During symmetry breaking there is less order and more chaos, and the fundamental characteristics of the universe are radically altered

Friday, August 13, 2021

What would I say to you?

 We never got to talk. Not really. 

When I look back, I don't know how many of our conversations were real. You were always hiding the most important bits from me. So can I ever say that it was real? 

You moved. I don't know where you are now. 

It wasn't as though I was ever going to go back to your house, try to have a conversation again. You were so horrible to me when I tried before. I wasn't planning to make that mistake again. But I did feel comfort knowing that the option was there - thinking that maybe there could be some sort of closure. Now, there's only a great void. A physical chasm that's become as significant as the emotional and psychological chasm between us.  

When I look back, I'm inclined towards the best memories. But that isn't honest, is it? The betrayal was a more significant portion of time, and portion of my life. It crashed my world, and ultimately stole my work and career, my financial security and peace of mind. It wrecked me for so long. I can't ever think through that clearly (I never was able to) because it's so imbued with feelings of terror and shame. Whenever I'm triggered into those memories, it takes me days to recover. 

I'm trying to finish this most recent novel. I'm stuck on the final chapters - because I've written myself into a literary eqivalence and I can't find resolution in the book because I can't find my personal resolution. And this pisses me off. My writing is the one thing I feel some control over and enthusiasm for. I hate the idea that you'll fuck this up for me too. 

So, what would I say to you? If you were able to actually receive my words, instead of those horrible things you did in real life? The lying, the denials, the gaslighting ("nobody has ever harmed you. You were never harmed.") Fuck that. Every time I tried to talk to you, I was dissociated and could hardly speak. Even if you were to behave kindly, I doubt I could say anything I mean. You're just too unsafe for me to be honest with you. 

The only thing I can do is imagine a scenario where you and I could have a real conversation. What would I say to you? 

It's been bad. What you did was really bad for me. I'm afraid to start describing everything that happened because I can't bear the thought of your apathy or derision about it.  I don't trust you - even this imaginary version of you. So I'll keep this part to myself for right now. 

What I really want to say is: I miss you. I miss being able to be around you and feeling like I would burst for happiness. I miss your thoughts and the way your mind worked. I miss your charismatic humor - and how every time we were together, it felt like the beginning of an amazing adventure. 
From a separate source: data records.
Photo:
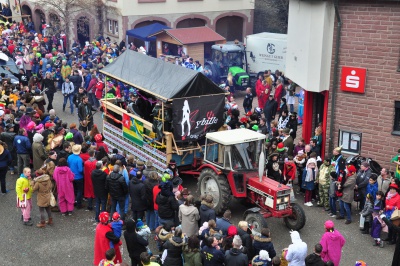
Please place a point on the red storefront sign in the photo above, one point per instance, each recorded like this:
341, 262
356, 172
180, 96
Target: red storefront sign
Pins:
353, 79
I miss who I was in those days when I trusted you. I was a different person. Happy. Passionate. I wanted to protect you, to protect us, to be the best and most ethical version of myself - to help you be the best and most ethical version of yourself, too. 
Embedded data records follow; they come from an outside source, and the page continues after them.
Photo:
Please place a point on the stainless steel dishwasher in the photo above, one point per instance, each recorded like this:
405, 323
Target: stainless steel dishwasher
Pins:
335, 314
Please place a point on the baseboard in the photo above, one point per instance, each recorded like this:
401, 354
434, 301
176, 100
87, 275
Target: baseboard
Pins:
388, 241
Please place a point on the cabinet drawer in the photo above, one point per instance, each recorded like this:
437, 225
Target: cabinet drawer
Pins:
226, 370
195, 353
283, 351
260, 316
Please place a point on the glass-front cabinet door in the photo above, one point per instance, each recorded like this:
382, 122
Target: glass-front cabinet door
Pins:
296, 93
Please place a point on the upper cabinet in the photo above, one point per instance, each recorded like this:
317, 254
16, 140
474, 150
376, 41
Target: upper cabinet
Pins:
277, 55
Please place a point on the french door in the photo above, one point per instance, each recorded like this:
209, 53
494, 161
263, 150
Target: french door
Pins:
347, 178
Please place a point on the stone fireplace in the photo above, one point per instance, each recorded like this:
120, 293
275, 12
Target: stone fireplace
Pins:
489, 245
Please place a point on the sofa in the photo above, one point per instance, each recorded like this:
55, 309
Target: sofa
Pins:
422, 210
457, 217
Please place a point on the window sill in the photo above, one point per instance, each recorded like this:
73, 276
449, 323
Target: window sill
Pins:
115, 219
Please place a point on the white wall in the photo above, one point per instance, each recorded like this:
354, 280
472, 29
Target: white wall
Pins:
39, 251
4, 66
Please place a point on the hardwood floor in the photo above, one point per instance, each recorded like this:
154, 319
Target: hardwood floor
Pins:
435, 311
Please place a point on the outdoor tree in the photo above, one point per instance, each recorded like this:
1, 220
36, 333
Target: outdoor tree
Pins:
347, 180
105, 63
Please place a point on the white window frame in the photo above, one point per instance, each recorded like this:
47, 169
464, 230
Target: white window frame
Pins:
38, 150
I wish we'd been able to have all those things we imagined. I wish I'd been able to make love to you every day for the past decade. I wish we'd had children together. That dream was so real to me for so long, I couldn't tolerate the contrast with what you had actually done. 

I wish I hadn't lost such a significant part of myself when I lost you. It's like a chunk of my soul got carved out, that I gave it to you, and I've never been able to get it back. I think that's why I'm so upset to think that I can't know where you are now. You have that portion of my soul, and it feels unbearable to not know where it is. 
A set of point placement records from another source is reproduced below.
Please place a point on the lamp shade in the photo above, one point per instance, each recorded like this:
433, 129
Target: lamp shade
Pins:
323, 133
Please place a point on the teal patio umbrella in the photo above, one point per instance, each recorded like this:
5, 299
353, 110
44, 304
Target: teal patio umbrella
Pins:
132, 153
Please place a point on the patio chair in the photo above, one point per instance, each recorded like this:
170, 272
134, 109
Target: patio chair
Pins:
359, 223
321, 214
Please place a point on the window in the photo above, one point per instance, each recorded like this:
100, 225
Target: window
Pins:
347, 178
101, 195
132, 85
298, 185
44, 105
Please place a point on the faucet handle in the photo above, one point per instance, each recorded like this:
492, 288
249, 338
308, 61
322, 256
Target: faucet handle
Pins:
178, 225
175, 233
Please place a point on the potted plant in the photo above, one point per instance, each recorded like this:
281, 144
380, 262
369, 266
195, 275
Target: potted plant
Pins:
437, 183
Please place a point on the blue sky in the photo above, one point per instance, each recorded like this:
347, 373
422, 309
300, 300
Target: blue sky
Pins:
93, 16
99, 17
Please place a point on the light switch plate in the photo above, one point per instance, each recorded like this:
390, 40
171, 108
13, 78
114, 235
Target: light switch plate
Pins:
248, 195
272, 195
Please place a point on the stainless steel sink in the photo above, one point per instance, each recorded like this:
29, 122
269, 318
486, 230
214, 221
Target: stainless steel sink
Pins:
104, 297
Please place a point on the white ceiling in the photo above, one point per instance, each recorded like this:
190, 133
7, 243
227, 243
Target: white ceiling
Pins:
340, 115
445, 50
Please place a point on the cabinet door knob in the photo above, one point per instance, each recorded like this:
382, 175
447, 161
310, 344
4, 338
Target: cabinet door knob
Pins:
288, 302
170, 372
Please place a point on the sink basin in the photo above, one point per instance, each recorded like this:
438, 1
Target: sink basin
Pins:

I wish you had chosen differently. That's all. I don't know why you didn't. I'm inclined to think that it was some sort of moral weakness on your part - but maybe that's harsh and judgmental. Maybe it was just a calculation to you and you felt like you had too much to lose.  Or maybe you were like me - so traumatized that the walls went up involuntarily and you couldn't feel anything or be in touch with the person you'd been when you were with me.